Queste risorse, invece, sono state sprecate in una politica senza costrutto: fatta di piccole mance e di interventi a pioggia che non hanno recato vantaggio alcuno. Non hanno dato reale sollievo alle zone di disagio sociale. Non hanno rimesso in moto il processo di sviluppo, visto che l'Italia è all'ultimo posto della classifica europea. Non hanno alimentato quel processo di riforme che è indispensabile per superare lo stato di incertezza profonda in cui versa il paese.
Diciamo la verità. Quella che manca è l'indicazione di una rotta. Per cui gli interventi si sommano e si contraddicono in un gioco a saldo zero. Anzi negativo, visto la regressione in atto nei tratti di fondo dell'economia nazionale. Ma se manca la rotta, le responsabilità prime sono del Presidente del consiglio che per sopravvivere è costretto ad una continua, quanto paralizzante, opera di inconcludente mediazione.
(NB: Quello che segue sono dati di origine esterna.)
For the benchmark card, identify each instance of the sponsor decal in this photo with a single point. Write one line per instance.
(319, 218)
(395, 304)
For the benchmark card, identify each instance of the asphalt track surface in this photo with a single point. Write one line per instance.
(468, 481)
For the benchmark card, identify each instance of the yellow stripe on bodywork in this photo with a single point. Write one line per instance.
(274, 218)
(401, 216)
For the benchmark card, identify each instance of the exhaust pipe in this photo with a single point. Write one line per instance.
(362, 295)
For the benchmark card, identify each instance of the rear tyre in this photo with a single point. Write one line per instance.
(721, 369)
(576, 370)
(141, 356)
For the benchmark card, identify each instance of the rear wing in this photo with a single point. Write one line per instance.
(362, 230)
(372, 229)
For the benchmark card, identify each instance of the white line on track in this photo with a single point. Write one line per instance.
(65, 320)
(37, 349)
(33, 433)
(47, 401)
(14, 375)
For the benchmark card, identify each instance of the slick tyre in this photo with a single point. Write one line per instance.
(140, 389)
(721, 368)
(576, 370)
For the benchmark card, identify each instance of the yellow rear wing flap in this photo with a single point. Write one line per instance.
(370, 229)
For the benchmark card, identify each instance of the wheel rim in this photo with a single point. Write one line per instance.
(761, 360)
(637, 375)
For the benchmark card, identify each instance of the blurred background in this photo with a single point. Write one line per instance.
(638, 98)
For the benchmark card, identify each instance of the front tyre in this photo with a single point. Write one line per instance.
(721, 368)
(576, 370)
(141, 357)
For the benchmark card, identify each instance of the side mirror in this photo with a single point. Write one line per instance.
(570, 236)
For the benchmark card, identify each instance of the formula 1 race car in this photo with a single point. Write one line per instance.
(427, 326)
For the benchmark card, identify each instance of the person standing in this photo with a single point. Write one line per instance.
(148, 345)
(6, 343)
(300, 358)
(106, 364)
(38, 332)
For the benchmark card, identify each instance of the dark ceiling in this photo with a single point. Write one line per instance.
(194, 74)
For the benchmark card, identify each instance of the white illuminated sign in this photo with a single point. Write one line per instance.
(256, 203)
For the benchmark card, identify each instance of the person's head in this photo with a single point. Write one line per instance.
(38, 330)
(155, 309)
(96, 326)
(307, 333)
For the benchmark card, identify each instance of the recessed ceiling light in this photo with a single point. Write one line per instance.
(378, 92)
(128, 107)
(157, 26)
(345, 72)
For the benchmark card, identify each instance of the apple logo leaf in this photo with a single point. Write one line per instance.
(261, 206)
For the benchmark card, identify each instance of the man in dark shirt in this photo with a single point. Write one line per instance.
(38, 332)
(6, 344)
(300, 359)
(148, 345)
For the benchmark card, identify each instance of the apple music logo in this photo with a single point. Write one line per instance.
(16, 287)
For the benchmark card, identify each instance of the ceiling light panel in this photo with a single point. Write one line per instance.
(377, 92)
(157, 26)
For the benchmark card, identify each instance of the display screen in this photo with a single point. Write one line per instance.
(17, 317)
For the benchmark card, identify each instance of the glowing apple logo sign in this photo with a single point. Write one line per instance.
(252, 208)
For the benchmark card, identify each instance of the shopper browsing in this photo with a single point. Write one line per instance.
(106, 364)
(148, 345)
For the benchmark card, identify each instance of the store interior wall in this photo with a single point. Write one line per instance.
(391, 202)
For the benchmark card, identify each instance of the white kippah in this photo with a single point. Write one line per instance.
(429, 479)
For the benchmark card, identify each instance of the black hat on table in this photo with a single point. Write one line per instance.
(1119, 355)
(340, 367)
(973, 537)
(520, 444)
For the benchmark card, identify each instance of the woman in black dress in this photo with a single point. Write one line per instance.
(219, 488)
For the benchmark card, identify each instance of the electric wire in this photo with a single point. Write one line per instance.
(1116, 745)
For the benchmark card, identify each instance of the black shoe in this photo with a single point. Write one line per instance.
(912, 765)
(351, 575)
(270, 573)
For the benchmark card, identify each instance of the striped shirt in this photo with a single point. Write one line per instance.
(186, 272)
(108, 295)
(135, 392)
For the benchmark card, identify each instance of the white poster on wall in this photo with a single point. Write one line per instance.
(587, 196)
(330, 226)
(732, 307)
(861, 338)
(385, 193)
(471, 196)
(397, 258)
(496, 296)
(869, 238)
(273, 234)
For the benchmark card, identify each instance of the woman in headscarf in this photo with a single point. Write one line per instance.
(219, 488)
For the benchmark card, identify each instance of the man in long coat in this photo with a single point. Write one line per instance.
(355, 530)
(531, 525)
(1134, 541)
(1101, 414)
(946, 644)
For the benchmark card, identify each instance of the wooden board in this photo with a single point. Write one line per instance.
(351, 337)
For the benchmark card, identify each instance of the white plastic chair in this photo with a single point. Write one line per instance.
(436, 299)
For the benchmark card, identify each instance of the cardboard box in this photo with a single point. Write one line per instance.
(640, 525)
Negli scorsi mesi, il Partito Repubblicano aveva indirizzato una lettera aperta al Ministro dell'economia. Gli avevamo offerto tutto il nostro appoggio, in una linea di rigore al servizio dei grandi interessi nazionali. Rinnoviamo la nostra disponibilità. Ma che Padoa Schioppa faccia sul serio il ministro dell'economia. Si faccia forza del suo "sapere tecnico". Da economista, qual è, ricorra al linguaggio dei numeri.
Non replichi con battute, che producono effetti controproducenti. E sappia dire di no.
I grandi ministri del Tesoro della storia italiana hanno sempre parlato poco ed operato con mano ferma. Anche quando le condizioni politiche avrebbero chiesto di largheggiare. Padoa Schioppa proviene dal vivaio della Banca d'Italia. Non dovrei essere io a ricordargli l'insegnamento di Guido Carli. Quando Antonio Giolitti, allora ministro del bilancio, inseguiva il sogno della programmazione, il Governatore della Banca d'Italia realizzava – era il 1964 – la prima stretta creditizia del dopoguerra. Perché chi ha la responsabilità delle finanze pubbliche ha una missione da compiere e non può sottostare alle contrastanti pressioni settoriali.
Non prometta, quindi, il Ministro cose che non può mantenere, come l'ipotetico taglio di spese per un importo pari a 21 miliardi di euro, come indicato nell'ultimo DPEF.
Il paese ha bisogno del linguaggio duro e amaro della verità.
Forse usarlo contribuirebbe a far saltare gli equilibri di questa composita maggioranza.
Ma è meglio che saltino questi equilibri piuttosto che non le prospettive di sviluppo italiane.